PDP offers free medical screening in February

The content originally appeared on: News Americas Now

Black Immigrant Daily News

The content originally appeared on: Trinidad and Tobago Newsday

PDP political leader Watson Duke, right, with representatives from medical companies who will be offering their services free to the public. Photo by PDP

THE Progressive Democratic Patriots (PDP) has partnered with Alexandra Imaging, Purivo Dialysis, Rush Medical Services, and Valley Medical Centre to offer free medical screening to the public.

The project was launched on Sunday at the Hyatt Regency in Port of Spain and caters to everyone living in Trinidad and Tobago, including migrants.

At the launch, which was streamed live on Facebook, all speeches were translated into Spanish.

The screenings will be available every Saturday in Trinidad and every Wednesday in Tobago, in February

Over the past week, PDP has transformed the ground floor of its Second Street, Barataria headquarters to accommodate the medical professionals and their equipment. In Tobago, the public can visit its PDP headquarters at Port Mall in Scarborough.

The project, which is called the Watson Solomon Duke Initiative, focuses on providing high-quality primary medical and dental care with the objective of being an accessible, dependable alternative while decompressing the public system and providing a reproducible and scalable model for healthcare.

PDP said it has assembled a multidisciplinary team of general and specialist doctors. These include dentists, nurses, medical administrators, physiotherapists, nutritionists and optometrists.

The aim is to have an “accessible, efficient, comprehensive assessment with an all-inclusive experience,” PDP’s deputy political leader Kezel Jackson said.

“We have developed a community outreach team, designed to provide primary care in rural and low-income communities and for persons who are differently-abled throughout TT.”

At the launch, Duke said the initiative was a humanitarian effort. He said he has no intention of attacking the government as he believes it was doing its best.

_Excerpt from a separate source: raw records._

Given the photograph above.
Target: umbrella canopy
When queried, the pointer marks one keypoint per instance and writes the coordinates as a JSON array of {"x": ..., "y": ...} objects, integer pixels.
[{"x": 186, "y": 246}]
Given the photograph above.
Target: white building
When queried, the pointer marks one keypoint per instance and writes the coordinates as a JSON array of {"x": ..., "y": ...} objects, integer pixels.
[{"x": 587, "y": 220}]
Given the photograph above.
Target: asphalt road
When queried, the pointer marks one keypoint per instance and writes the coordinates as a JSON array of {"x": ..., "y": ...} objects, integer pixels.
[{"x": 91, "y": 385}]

“We must do what we can at the same time. This is therefore a humanitarian effort and not a political effort,” he said.

He said the hot topic of discussion is crime and 600 murders last year but few are talking about the silent killer – hypertension, and other lifestyle diseases such as diabetes.

Duke said the team intends to go into communities to reach people who have mobility challenges.

“Even in the most remote areas we would go. We do not desire a building, we would operate from a tent,” he said.

He called on other organisations to come forward and join the initiative to ease the wait of people seeking urgent care.

It is hoped, through this project, vulnerable and high-risk communities would have screenings, assessments and medical evaluations at their fingertips.